2013 helicopter accident

On 2 July 2013, Polar Airlines Flight 9949, a Mil Mi-8 helicopter operated by Polar Airlines crashed near Deputatsky, an urban locality of Ust-Yansky District in the Sakha Republic, Russia, with 25 passengers (including 11 children) and three crew members on board. According to a Ministry of Emergency Situations spokesman, 24 people died in the crash; the three crew members and a child survived. Early reports suggested that the pilot lost control of the helicopter due to strong winds. The crash was investigated by the Interstate Aviation Committee.

==Accident==
At 10:00 PM local time, the flight crew underwent a pre-flight medical exam at the local hospital in the village of Deputatsky, with no health concerns noted the crew were cleared to operate the flight, which was scheduled for 11:00 PM local time. The flight mechanic refueled the helicopter with 2800 liters of ice resistant fuel. At 10:30 PM, the pilots received the meteorological forecast for the route, seeing no concerns he signed it off.
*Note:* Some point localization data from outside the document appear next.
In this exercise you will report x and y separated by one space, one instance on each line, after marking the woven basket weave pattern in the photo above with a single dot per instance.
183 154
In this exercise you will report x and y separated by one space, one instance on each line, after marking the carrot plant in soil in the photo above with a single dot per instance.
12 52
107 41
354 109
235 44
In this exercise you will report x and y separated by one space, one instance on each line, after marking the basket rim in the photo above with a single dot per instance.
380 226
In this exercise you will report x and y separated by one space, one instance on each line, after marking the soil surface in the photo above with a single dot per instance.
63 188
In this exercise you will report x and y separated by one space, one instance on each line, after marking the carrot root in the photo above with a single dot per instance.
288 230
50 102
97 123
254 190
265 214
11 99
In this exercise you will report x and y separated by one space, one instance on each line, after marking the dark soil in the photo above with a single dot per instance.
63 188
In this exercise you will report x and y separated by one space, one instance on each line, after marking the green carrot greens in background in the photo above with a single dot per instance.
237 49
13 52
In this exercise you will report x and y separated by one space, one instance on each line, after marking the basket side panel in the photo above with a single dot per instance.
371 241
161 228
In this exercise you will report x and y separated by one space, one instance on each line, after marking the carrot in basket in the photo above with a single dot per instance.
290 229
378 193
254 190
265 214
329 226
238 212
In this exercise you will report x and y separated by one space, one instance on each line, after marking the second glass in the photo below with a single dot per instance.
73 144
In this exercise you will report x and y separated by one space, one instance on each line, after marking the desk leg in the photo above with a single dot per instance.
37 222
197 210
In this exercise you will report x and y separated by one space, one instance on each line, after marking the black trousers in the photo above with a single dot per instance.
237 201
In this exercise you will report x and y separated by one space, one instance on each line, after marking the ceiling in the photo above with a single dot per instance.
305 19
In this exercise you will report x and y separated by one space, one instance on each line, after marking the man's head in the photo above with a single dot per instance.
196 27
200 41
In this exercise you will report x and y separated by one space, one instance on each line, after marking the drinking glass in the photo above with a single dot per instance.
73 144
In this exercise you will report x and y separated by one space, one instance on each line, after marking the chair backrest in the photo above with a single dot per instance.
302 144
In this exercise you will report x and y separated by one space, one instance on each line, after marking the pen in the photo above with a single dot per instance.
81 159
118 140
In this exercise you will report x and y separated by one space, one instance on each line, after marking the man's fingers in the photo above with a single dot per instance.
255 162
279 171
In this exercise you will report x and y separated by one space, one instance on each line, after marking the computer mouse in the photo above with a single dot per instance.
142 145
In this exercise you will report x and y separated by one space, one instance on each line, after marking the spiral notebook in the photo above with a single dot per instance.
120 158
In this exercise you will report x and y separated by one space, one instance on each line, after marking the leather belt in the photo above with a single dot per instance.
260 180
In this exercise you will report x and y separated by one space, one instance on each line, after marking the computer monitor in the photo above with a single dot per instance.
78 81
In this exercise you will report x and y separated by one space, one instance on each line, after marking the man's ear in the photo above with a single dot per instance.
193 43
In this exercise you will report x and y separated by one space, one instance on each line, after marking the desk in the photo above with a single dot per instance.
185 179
At 11:38 PM, the Pilot in Command requested to take-off using Visual flight rules, and to start their engines, they received confirmation for both. At 11:51 PM, flight 9949 received take-off clearance 51 minutes past the scheduled departure time, soon after the flight lifted off making a right hand turn. At 11:58:46 PM, the flight crew reported their status to the dispatch office, this was the last radio communication from flight 9949.

At 12:13 AM, the helicopter crashed into an elevated outcropping, completely destroying the aircraft. At 12:34, the PIC using a satellite phone called to report the crash, and that there were some survivors but many more fatalities. In total all 3 crew members and 1 passenger survived the crash.